Use Case 3: Functional Region Analysis

# Protein: keep conserved functional regions
gapclean -i protein.fa -o conserved_functional.fa --entropy-max 2.0

Goal: Focus on conserved (likely functional) regions

Result: Removes variable regions, keeps conserved domains

Use Case 4: Hypervariable Region Detection

# Find hypervariable regions (e.g., antibody CDRs)
gapclean -i antibody.fa -o hypervariable.fa --entropy-min 2.5

Goal: Identify highly diverse regions

Result: Keeps only highly variable positions

Decision Guide

What do you want to keep?

I want to keep... Use... Example
Variable regions (SNPs, diversity) --entropy-min --entropy-min 1.0
Conserved regions (functional) --entropy-max --entropy-max 1.5
Moderately variable positions Both flags --entropy-min 0.5 --entropy-max 1.5

Entropy Reference Table

Entropy DNA/RNA Protein Character
0.0 - 0.5 Very conserved Very conserved Almost all same
0.5 - 1.0 Somewhat variable Conserved Some variation
1.0 - 1.5 Moderately variable Somewhat variable Good diversity
1.5 - 2.0 Highly variable Moderately variable High diversity
> 2.0 Maximum (4 bases) Highly variable Maximum diversity
> 4.0 N/A Maximum (20 AAs) Maximum diversity

Quick Examples

Remove Conserved, Keep Variable

# SNP detection (DNA)
gapclean -i population.fa -o snps.fa --entropy-min 1.0

# Antigenic variation (Protein)
gapclean -i antigen.fa -o variable_epitopes.fa --entropy-min 2.5

Remove Variable, Keep Conserved

# Alignment cleaning (DNA)
gapclean -i noisy_alignment.fa -o clean.fa --entropy-max 1.5

# Functional conservation (Protein)
gapclean -i protein.fa -o conserved_domains.fa --entropy-max 2.0

Keep Moderate Range

# Keep moderately informative positions (not too conserved, not too variable)
gapclean -i alignment.fa -o moderate.fa --entropy-min 0.8 --entropy-max 1.8

Note: When using both flags, columns are removed if they fall outside the range.

Tips

  • Check the "Average entropy" in output to understand your alignment
  • Start with middle values (1.0 for DNA, 2.0 for protein)
  • Higher threshold = keep fewer, more variable columns
  • Entropy considers ALL characters (including gaps)
  • Gaps count as a separate character class

Comparison: Entropy vs.

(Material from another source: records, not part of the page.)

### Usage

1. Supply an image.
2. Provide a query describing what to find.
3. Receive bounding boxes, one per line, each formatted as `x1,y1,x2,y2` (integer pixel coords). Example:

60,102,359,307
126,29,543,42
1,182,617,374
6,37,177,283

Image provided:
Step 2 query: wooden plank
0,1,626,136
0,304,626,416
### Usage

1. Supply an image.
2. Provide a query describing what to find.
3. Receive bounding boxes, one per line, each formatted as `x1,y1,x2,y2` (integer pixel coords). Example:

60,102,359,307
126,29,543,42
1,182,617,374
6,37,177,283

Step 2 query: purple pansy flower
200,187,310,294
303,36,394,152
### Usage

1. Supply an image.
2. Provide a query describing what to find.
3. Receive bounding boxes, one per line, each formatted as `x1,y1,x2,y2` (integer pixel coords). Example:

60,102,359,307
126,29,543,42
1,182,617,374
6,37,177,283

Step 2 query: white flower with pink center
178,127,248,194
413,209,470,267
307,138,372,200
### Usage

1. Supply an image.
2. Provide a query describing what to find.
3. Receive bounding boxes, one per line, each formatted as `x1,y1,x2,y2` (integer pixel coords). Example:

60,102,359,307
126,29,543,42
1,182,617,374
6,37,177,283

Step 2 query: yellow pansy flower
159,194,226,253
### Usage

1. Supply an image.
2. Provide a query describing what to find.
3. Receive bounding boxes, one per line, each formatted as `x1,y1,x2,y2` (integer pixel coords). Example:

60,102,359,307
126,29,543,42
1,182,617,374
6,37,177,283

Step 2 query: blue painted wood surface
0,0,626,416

Threshold Mode

Feature Entropy Mode Threshold Mode
What it measures Character diversity Gap percentage
Typical goal Find variable/conserved regions Remove gappy columns
Best for SNP analysis, conservation studies Alignment cleaning
Characters considered All characters Only gaps (- or .)
Speed Slower (more computation) Faster
Complexity Two flags (min/max) for flexibility Single threshold

Which Should I Use?

Use Threshold Mode (-t) when: - You want to clean up gappy alignments - Gaps are your primary concern - You need faster processing - Simple gap percentage is sufficient

Use Entropy Mode (--entropy-min/--entropy-max) when: - You're analyzing sequence diversity - You want to find SNPs or conserved regions - Character variation matters (not just gaps) - You need fine control over conservation levels

Performance Note

Entropy calculation is more computationally intensive than threshold mode, but GapClean's 2D chunking keeps it efficient even for large alignments.

Expected performance: ~10-20% slower than threshold mode.